A few weeks later we have the ever so memorable conversation with the gynecological surgical oncologist, “as suspected, there is evidence of ovarian cancer.” What?! As suspected!? No one ever told me it was a real possibility. I began to weep (okay, that’s an understatement). As soon as I could get back to see her, which was the slowest 2 hours ever, I shared my disbelief with her and she peacefully looked at me and said “I knew.” “What do you mean, you knew?!” I said, with confusion. From there our family cancer journey began. Mom was 59. Most ovarian cancer patients are diagnosed between 55-65.

Every woman’s story is slightly different, but the same symptoms weave through their journey. Mom was “lucky” that she fell. The fall caused her the tumor to “flip” and present itself. She was diagnosed as borderline Stage 1/Stage 2, one of the best early detection scenarios a woman can experience with this disease. Ovarian cancer is rare, yes; however, 1 in 72 women will be diagnosed with it over a lifetime. She is a uniquely wonderful and hopeful lady and just so happened to develop a very rare form of ovarian cancer: carcinosarcoma. Less than one percent of ovarian cancer patients have this type of tumor.

IMG_0029The thought of losing my mom is enough to cause enormous grief or to shout about this disease. Right now, I choose to shout. To tell everyone to listen to their bodies. Go to the doctor. Ask questions.

If you have a history of ovarian or breast cancer in your family, I would recommend getting genetic testing done. These tests can help determine if you carry specific tumor markers (BRCA 1 & BRCA 2) that could increase your risk of diagnosis. UAMS offers a great genetic counseling program. Our family did and it gave us a great peace of mind.

Did you know your pap smear does not test for ovarian cancer?

Did you know there is no screening test for ovarian cancer, compared to a mammogram for breast cancer? Nothing. Nothing to help catch this long before an arduous journey begins. There are potential new tests popping up all the time. Our hope is that a screening method will come very soon.

So, what ARE the symptoms?

The most common symptoms include:

  • BLOATING
  • PELVIC OR ABDOMINAL PAIN
  • PAIN DURING INTERCOURSE
  • TROUBLE EATING OR FEELING FULL QUICKLY
  • UNEXPLAINED WEIGHT GAIN
  • URINARY SYMPTOMS SUCH AS URGENCY    (ALWAYS FEELING LIKE YOU HAVE TO GO) OR FREQUENCY (HAVING TO GO OFTEN)

If you experience these symptoms, and they persist for four or more weeks, please consult your primary care physician or gynecologist.

In 2009, two survivors (one being mom) and two caretakers (myself included) joined together to start an organization known as the Arkansas Ovarian Cancer Coalition (AROVCC) to educate the State of Arkansas on the signs and symptoms. September is national ovarian cancer month.
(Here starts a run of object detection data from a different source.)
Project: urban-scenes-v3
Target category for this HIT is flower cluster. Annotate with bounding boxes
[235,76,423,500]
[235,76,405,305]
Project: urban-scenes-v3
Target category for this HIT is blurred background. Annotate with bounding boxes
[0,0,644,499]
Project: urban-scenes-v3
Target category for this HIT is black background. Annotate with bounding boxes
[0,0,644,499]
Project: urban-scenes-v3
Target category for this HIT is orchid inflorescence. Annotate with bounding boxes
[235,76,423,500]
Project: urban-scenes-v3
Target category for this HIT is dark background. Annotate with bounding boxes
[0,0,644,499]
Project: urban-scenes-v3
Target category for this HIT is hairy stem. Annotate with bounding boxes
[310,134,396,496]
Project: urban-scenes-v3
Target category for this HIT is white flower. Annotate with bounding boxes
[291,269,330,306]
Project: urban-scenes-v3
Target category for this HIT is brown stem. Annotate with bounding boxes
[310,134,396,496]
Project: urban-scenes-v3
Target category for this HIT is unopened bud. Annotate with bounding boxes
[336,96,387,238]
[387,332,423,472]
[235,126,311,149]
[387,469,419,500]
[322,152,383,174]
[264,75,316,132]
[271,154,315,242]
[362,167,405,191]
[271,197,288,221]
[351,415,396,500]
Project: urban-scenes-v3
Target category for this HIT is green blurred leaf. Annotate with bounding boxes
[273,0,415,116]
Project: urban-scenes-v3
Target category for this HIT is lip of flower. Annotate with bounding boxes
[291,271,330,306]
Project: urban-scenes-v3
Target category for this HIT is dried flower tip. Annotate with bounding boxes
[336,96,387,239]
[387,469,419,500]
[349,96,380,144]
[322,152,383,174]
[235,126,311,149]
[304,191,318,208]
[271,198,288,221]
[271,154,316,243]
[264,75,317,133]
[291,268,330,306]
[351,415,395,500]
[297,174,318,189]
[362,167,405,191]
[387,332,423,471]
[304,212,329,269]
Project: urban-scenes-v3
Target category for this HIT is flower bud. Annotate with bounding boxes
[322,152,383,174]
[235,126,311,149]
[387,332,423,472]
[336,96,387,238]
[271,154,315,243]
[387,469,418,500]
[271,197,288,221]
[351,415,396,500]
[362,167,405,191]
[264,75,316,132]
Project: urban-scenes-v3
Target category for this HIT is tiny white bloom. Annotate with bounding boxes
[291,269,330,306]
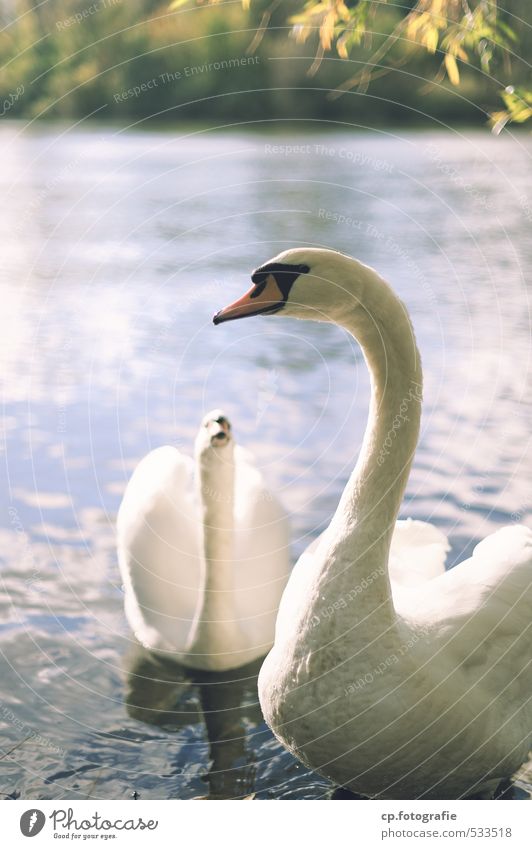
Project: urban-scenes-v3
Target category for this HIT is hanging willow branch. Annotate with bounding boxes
[171,0,532,132]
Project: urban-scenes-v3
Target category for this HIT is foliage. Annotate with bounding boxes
[172,0,531,131]
[0,0,532,130]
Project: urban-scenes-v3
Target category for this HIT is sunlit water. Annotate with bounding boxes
[0,124,532,798]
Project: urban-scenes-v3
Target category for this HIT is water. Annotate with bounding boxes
[0,124,532,798]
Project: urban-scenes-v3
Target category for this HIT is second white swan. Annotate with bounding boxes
[117,410,290,671]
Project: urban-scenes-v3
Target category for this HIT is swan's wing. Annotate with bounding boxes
[234,446,290,653]
[402,525,532,668]
[117,445,200,651]
[389,519,451,587]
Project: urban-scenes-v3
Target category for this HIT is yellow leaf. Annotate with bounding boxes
[336,41,349,59]
[320,12,336,50]
[423,27,439,53]
[445,53,460,85]
[336,0,350,21]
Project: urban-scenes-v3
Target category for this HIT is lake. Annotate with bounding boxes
[0,123,532,799]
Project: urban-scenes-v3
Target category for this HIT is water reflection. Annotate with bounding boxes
[125,646,264,799]
[0,123,532,799]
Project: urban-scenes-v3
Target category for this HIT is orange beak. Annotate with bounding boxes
[213,274,285,324]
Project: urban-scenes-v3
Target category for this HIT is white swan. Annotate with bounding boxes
[214,248,532,799]
[117,410,289,671]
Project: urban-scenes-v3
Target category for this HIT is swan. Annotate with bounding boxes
[214,248,532,799]
[117,410,290,672]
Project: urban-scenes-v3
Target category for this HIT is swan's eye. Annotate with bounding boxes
[214,416,231,430]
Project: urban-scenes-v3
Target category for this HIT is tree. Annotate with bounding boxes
[170,0,532,132]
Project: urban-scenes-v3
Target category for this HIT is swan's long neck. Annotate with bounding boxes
[322,270,422,616]
[184,445,238,655]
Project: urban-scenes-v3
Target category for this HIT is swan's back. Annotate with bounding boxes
[117,445,201,651]
[234,448,290,654]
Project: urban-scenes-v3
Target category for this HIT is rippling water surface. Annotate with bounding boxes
[0,124,532,798]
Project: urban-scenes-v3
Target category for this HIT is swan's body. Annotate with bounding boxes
[215,249,532,799]
[117,411,289,671]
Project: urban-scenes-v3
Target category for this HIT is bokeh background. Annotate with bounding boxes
[0,0,532,799]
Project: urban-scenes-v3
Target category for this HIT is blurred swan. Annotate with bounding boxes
[214,248,532,799]
[117,410,290,671]
[125,645,264,799]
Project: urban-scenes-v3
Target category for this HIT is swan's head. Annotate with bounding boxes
[213,248,370,324]
[196,410,233,454]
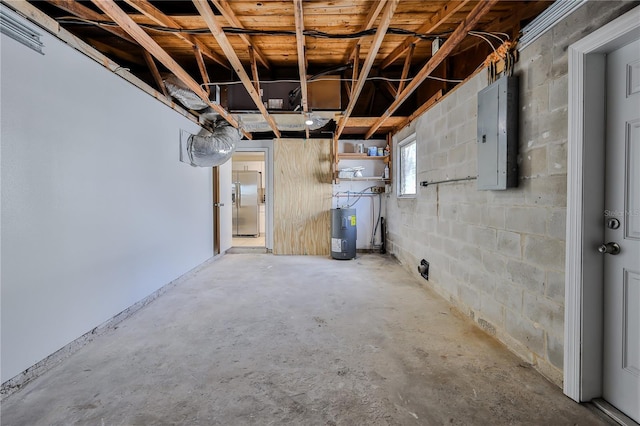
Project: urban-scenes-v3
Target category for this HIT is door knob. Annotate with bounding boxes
[598,243,620,254]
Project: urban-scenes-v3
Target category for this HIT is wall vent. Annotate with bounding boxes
[0,5,44,55]
[518,0,587,50]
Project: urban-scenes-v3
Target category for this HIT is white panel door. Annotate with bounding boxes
[599,37,640,422]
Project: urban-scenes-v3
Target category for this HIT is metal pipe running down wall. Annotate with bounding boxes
[420,176,478,186]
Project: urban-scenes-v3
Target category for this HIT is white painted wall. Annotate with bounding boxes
[0,21,212,383]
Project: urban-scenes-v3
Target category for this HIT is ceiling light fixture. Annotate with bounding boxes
[304,114,313,126]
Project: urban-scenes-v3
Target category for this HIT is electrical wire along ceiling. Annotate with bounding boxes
[21,0,553,140]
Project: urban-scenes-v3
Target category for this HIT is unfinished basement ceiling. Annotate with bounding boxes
[30,0,553,139]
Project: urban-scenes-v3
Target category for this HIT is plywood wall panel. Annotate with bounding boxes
[273,139,332,256]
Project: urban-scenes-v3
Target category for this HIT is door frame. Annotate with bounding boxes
[211,166,221,256]
[563,6,640,402]
[236,140,273,252]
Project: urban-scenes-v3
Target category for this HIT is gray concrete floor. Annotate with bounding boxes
[2,254,608,426]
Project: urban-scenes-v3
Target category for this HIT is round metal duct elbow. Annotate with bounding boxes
[187,120,241,167]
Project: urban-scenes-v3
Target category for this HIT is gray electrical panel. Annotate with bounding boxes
[478,76,519,189]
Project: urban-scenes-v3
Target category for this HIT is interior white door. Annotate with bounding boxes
[599,36,640,422]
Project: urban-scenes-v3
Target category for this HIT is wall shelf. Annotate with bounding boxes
[338,152,389,163]
[336,176,390,183]
[333,135,392,184]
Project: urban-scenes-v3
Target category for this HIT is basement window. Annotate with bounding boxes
[398,133,417,198]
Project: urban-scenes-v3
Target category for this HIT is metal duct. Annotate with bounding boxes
[163,75,209,111]
[186,120,241,167]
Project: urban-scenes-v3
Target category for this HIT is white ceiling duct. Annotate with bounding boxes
[180,120,242,167]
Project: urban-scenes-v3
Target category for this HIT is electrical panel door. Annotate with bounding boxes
[477,76,518,189]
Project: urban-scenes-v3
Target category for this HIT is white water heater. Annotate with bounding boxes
[331,209,357,259]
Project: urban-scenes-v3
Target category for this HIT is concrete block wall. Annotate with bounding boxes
[387,2,637,385]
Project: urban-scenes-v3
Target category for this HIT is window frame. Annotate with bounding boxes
[395,133,418,198]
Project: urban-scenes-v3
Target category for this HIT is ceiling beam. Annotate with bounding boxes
[394,89,442,132]
[365,0,498,139]
[293,0,309,139]
[142,50,169,98]
[334,0,399,144]
[345,0,387,62]
[190,0,280,138]
[396,43,416,97]
[124,0,230,69]
[349,43,360,100]
[211,0,271,69]
[380,0,470,69]
[249,46,260,92]
[91,0,239,128]
[47,0,138,45]
[193,45,211,96]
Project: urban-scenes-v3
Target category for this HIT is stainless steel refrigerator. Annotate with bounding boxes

For more information on ovarian cancer or the efforts of AROVCC, please go to www.arovcc.org or friend us on facebook. AROVCC is a volunteer only 501(c)3 nonprofit.

My mom is the strongest woman I know; with the most tenacious, yet gracious, spirit a cancer patient can have. My warrior of all warriors beats the odds every day – spiritually, mentally, and physically. I am grateful for all of our memories and can’t wait to make more with her and my family every day. I hope you have the chance to meet her and feel her love.